I have some code that looks like this right now.

failed_player_ids: Set[str] = set()
for player_id in player_ids:
    success = player_api.send_results(
        player_id, user=user, send_health_results=True
    )
    if not success:
        failed_player_ids.add(player_id)

This code works well but the problem is this is taking 5 seconds per call. There is a rate limit of 2000 calls per minute so i am way under the max capacity.
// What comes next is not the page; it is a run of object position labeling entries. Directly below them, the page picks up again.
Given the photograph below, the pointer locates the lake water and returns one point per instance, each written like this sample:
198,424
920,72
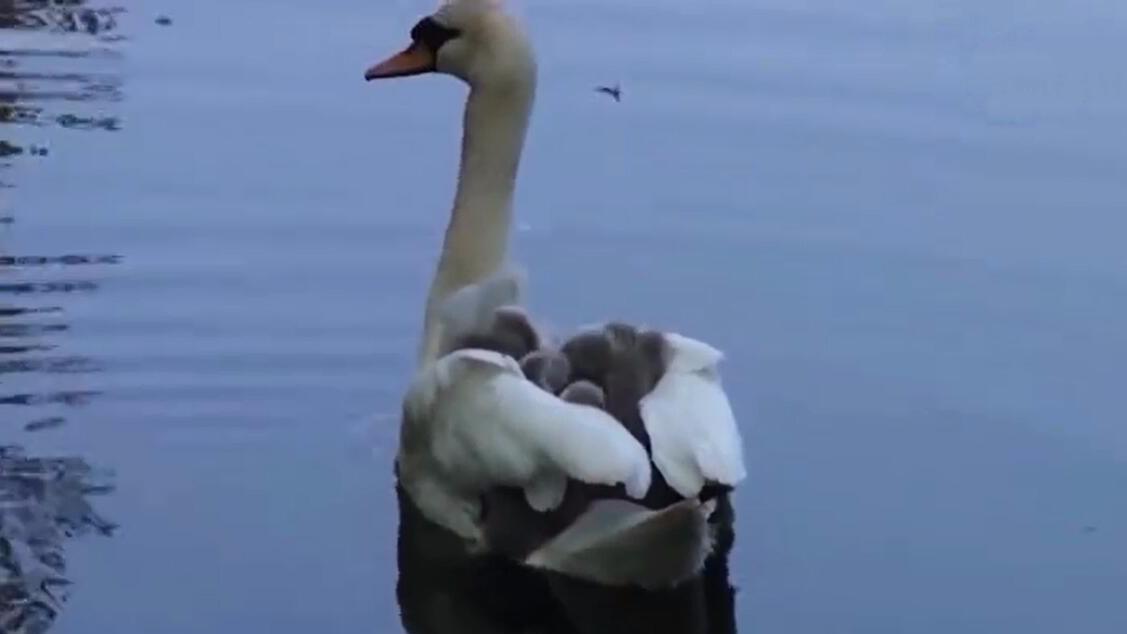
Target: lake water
904,223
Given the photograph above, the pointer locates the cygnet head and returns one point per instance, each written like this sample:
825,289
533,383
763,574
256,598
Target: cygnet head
476,41
547,368
585,393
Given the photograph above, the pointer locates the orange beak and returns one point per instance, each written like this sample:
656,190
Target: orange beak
414,60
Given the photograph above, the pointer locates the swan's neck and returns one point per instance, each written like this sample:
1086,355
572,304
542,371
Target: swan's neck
475,247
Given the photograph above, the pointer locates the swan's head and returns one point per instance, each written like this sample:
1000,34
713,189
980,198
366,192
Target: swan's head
476,41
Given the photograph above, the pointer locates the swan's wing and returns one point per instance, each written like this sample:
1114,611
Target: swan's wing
488,426
470,309
691,426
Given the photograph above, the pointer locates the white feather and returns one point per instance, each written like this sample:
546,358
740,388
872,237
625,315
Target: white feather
484,425
691,426
470,309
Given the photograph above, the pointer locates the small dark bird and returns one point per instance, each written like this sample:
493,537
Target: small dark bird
547,368
584,393
614,91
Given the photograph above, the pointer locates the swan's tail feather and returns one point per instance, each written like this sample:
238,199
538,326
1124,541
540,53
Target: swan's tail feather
621,543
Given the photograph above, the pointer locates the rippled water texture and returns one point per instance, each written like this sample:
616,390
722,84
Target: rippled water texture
902,221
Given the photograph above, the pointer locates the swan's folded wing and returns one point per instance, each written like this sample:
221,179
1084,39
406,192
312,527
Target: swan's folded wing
690,422
488,426
470,307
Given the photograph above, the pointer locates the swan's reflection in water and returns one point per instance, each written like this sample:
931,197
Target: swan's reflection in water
443,591
44,501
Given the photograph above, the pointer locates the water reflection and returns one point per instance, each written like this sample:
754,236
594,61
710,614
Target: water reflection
44,501
442,591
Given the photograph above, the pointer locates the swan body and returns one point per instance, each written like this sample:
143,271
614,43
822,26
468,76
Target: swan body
597,458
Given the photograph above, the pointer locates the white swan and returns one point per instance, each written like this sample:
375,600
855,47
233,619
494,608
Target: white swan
502,461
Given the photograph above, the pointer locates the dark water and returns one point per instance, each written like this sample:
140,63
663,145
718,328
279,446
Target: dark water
903,222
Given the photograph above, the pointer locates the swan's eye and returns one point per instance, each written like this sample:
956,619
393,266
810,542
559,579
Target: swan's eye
432,34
I want to parallelize this to speed things up. This is my first time using multiprocessing library in python and hence I am a little confused as to how i should proceed. I can describe what i want to do in words.

In my current code i am loop through list of player_id and if api response is success I do nothing and if it failed i make note of that player id.

I am not sure how to implement paralleled version of this code. I have some idea but i am a little confused.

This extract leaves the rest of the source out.